Pasado, presente y futuro.

Pasado, presente y futuro. Incesantes los días, caen del almanaque de nuestra existencia como losas inamovibles, perpetuamente en el pasado quedan, haciéndonos recordar lo que no llegamos a realizar o concluir. Ardua y veloz llevan su acompasada caída hacia ese rincón del olvido y en su caer acelerado un subliminal “Tempus fugit” nos inquieta; evocándonos lo que fuimos, haciéndonos pensar lo que ya no seremos. 

Con esa perspectiva de la retaguardia temporal (recordar aderezado) afrontamos el futuro, siempre con la sombra de la incertidumbre.
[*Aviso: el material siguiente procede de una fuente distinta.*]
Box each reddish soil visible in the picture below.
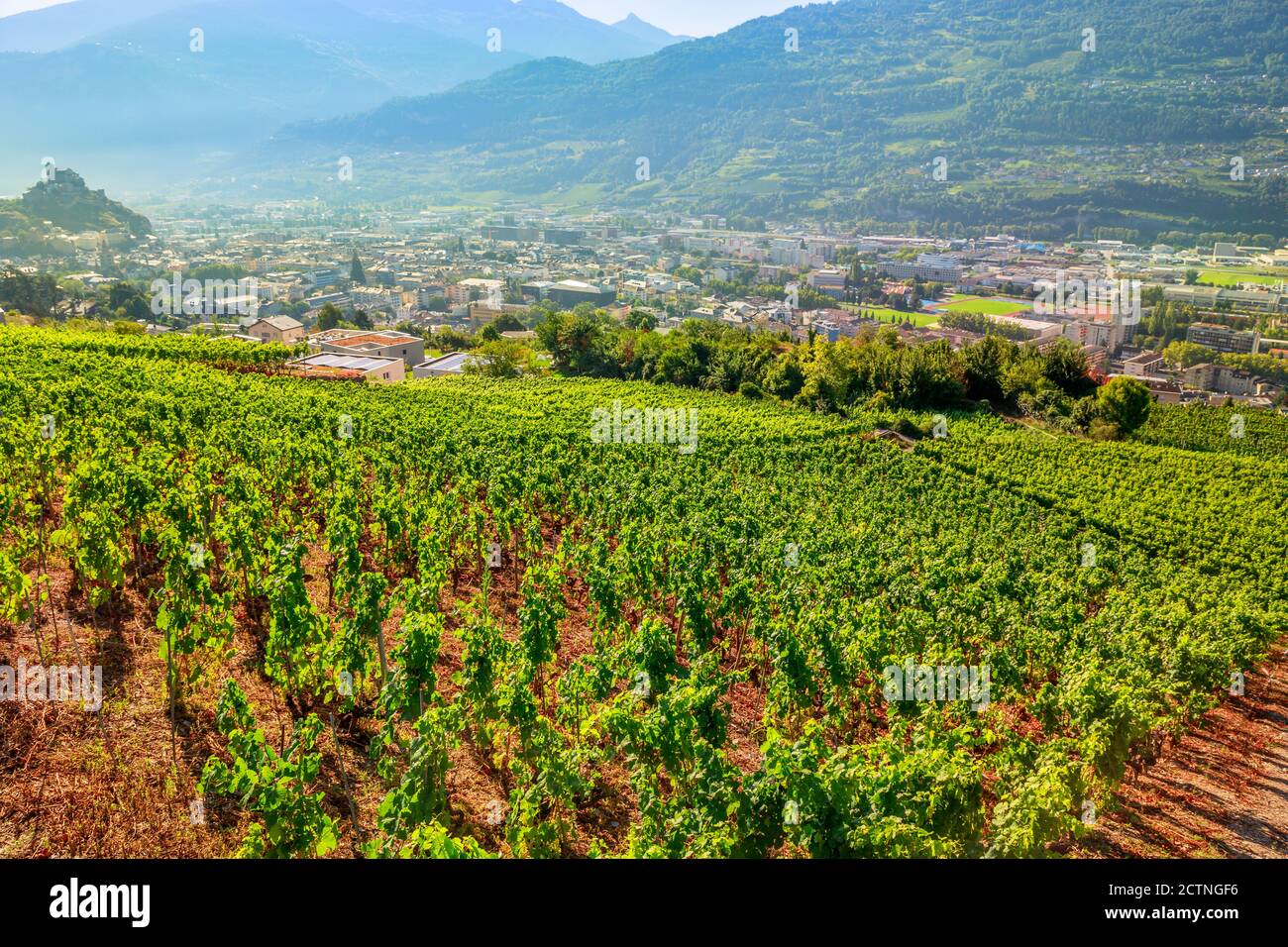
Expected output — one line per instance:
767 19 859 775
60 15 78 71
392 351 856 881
1070 647 1288 858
El ser humano siente miedo a lo desconocido y aunque necesita y le fascina descubrir, conquistar...la sola idea de su intangibilidad le resulta desconcertante; lo imagina (el por-venir) impregnado de una inseguridad premeditada.

 
Por otra parte, la “circunstancialidad” (den por correcta la expresión) temporal de la persona –tomando la premisa del maestro Jose Ortega y Gasset: Yo soy yo y mi circunstancia”- tan solo podemos definirla en un plano presente o pasado: El “soy” y el “era” son realidades conscientes, actos definidos (circunstancias acontecidas o que acontecen), mientras que situadas en el futuro (“seré”), son siempre obligatoriamente imaginadas. 

De dónde venimos, qué hacemos aquí y hacía dónde vamos
, son las tres grandes preguntas que siempre se ha hecho la humanidad. Si las analizamos, vemos que cada una corresponde a un vector de las tres dimensiones temporales: pasado, presente y futuro. Preguntas sin respuesta aparente, que encauzamos individualmente según nuestras convicciones dándoles un “porque” alentador y expectante a la vez.